We also invest in emerging market equities through locally based external managers. We select managers who are proficient both in assessing the return potential of individual companies, and in understanding the companies’ environmental, social and governance risks. Market-specific knowledge is required, since public transparency and corporate governance standards vary considerably across these markets. We monitor our investments continuously, visit our external managers frequently and are able to make swift changes if necessary.
Asset management strategy
Our asset management strategies aim to generate good return over time through asset positioning and securities lending, and lowering transaction costs.
We manage factor exposure dynamically, combining a diverse set of systematic strategies across a number of investment horizons in a turnover-controlled manner.
Securities lending is an integrated part of our asset management strategies. We use both direct internal lending and external agency lending through our custodian. We seek to optimise the risk/reward trade-off from lending activities by offering lending terms and structures that are attractive.

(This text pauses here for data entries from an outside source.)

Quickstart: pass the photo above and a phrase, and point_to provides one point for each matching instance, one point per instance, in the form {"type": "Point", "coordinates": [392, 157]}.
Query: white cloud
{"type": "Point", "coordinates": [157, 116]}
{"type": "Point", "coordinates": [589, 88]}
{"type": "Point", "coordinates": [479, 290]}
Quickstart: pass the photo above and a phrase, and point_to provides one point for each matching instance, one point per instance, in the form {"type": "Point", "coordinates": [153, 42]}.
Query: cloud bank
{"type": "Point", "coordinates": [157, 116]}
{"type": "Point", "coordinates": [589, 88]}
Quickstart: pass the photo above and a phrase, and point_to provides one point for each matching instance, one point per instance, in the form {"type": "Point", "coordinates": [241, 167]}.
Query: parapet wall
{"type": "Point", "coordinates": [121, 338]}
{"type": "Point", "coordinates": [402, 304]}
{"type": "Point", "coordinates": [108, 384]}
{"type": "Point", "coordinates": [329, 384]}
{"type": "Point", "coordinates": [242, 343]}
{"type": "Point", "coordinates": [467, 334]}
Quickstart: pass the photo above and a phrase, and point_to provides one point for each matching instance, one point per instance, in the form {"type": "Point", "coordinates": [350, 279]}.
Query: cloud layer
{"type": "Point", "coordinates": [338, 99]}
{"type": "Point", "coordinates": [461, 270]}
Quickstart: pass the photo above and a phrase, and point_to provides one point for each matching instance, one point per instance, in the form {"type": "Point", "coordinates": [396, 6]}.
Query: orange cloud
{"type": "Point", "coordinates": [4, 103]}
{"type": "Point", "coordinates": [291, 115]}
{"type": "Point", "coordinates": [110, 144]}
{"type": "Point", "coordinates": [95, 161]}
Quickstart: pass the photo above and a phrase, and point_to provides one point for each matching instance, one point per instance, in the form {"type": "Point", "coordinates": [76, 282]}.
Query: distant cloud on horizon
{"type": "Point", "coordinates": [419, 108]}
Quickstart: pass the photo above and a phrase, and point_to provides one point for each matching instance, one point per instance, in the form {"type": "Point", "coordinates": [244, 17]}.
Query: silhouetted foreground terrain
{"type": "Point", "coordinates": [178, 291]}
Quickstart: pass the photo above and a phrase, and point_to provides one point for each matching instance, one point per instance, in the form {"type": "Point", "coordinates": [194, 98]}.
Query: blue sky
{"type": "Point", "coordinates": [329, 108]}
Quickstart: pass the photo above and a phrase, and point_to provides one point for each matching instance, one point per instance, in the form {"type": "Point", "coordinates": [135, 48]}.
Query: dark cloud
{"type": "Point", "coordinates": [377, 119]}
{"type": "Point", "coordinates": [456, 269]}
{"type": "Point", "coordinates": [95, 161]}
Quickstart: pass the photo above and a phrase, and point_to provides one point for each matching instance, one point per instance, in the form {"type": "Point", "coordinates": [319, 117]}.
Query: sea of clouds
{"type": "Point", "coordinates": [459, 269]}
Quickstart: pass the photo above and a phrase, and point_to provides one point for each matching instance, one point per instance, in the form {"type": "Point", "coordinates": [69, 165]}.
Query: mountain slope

We aim to minimise and control the transaction costs of implementing the fund’s investment strategies. We try to be patient in our portfolio rebalancing decisions, utilising natural liquidity and capital market events to implement longerterm exposure targets when we can, and avoiding the weaknesses of stricter, mechanical benchmark replication. Benchmark replication often leads to higher friction costs, particularly for large, global funds. Where possible, we try to benefit from the liquidity need of other, more constrained market participants.
Risk is controlled at the regional, sector and issuer level. Some of these strategies will expose the fund to tail risks, and we monitor these risks closely.